In July 2013, NASA’s Space Technology Mission Directorate selected Busek, the NASA Jet Propulsion Laboratory in Pasadena, California, and the Massachusetts Institute of Technology (MIT) in Cambridge to develop electrospray propulsion systems for small satellites.
During the first phase of the project, Busek, JPL and MIT are refining thruster designs, building prototypes and conducting tests. In 2015, NASA officials plan to assess the competing technologies and select one for further development and possible spaceflight demonstration, said NASA spokesman David Steitz.
Busek completed electrospray thrusters for the NASA-European Space Agency Laser Interferometer Space Antenna Pathfinder, a mission scheduled for launch in 2015 to prove technologies for a gravitational-wave observatory. With funding from JPL, Busek conducted a six-year campaign to develop extremely precise microthrusters to counteract any slight forces that disturb the position of the spacecraft.
“It took a very concerted effort and synthesis of all kinds of programs to drive that program to its successful conclusion,” Hruby said.

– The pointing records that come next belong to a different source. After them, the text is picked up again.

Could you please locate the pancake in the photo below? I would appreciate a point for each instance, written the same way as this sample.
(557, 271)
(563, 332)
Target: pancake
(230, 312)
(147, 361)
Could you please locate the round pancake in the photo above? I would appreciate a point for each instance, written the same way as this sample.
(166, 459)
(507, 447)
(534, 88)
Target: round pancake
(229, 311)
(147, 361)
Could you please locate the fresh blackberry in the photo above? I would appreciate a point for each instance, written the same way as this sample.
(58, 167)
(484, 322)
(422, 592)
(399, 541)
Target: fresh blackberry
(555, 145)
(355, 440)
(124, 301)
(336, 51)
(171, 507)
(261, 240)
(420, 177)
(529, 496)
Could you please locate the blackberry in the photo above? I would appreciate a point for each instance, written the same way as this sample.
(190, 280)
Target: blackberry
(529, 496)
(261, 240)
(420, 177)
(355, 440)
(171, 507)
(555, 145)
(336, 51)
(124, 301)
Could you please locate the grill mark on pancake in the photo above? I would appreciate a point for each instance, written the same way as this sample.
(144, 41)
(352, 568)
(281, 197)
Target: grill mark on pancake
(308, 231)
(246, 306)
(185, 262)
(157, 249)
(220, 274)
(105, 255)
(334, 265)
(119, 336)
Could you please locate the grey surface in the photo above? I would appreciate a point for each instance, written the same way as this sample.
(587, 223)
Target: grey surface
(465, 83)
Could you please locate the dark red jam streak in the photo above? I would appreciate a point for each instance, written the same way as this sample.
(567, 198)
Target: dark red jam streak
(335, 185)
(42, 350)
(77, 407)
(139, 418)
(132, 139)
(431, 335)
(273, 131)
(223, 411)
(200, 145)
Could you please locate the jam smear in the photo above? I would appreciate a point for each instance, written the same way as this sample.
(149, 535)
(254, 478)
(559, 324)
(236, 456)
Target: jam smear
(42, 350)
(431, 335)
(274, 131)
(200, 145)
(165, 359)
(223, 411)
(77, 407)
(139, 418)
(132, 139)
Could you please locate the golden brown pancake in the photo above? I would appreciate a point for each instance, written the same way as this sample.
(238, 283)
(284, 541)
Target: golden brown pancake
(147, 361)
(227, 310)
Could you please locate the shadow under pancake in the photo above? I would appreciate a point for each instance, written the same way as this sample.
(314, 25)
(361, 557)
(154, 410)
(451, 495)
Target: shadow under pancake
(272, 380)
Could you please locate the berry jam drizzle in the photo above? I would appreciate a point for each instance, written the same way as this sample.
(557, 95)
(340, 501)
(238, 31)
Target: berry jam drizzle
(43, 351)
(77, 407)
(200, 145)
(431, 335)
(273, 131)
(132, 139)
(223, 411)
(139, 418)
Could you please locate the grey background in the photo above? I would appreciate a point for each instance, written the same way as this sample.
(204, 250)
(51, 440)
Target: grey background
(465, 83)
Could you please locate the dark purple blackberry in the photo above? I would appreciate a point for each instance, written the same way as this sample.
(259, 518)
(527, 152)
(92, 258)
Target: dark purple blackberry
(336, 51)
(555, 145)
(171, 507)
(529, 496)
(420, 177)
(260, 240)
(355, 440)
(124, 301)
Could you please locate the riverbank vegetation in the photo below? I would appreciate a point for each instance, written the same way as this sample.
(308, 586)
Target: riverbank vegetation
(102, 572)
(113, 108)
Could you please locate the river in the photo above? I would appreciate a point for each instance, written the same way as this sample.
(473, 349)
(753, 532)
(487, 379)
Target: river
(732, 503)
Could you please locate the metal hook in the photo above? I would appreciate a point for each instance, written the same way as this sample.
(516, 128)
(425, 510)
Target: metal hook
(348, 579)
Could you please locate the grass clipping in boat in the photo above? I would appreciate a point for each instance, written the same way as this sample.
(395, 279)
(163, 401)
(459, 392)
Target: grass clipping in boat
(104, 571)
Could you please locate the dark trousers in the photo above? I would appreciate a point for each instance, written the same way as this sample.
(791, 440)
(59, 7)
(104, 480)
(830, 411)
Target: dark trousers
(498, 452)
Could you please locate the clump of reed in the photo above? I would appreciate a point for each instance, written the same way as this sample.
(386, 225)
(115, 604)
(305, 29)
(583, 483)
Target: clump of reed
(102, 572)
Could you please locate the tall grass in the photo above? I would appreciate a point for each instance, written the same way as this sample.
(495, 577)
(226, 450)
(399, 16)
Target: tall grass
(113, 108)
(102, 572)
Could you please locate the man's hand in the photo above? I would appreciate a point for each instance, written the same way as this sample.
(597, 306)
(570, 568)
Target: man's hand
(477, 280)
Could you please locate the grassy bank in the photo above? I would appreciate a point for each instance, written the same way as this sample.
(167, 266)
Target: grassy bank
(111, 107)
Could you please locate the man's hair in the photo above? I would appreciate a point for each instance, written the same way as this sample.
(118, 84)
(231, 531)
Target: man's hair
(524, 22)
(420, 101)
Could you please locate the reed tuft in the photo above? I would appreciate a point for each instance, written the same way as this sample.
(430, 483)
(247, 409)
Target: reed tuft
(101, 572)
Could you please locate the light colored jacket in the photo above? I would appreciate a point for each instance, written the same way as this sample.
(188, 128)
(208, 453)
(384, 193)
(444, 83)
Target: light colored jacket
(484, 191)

With its emphasis on early stage technology, Busek’s main challenge has been finding ways to turn the systems it develops into spaceflight hardware. “All our technologies that are flying today started out as SBIR projects,” Hruby said. “We have been very faithful to the spirit of SBIR, striving to commercialize all the technology we develop.”
SBIR projects can suffer, however, if there is no mechanism to move them from development into flight. “We continually struggle with that,” Hruby said. “We have to wait until some time-constrained and budget-constrained flight program manager realizes he can’t accomplish his goals with existing technology and has to try something new. That’s when we get a call and get on a flight program.”
Nevertheless, Busek executives are getting those calls more frequently as NASA, the Defense Department and commercial firms focus on small satellites. “We are welcoming that trend with open arms because it increases the number of opportunities and because many of our devices naturally lend themselves to small satellites,” Hruby said.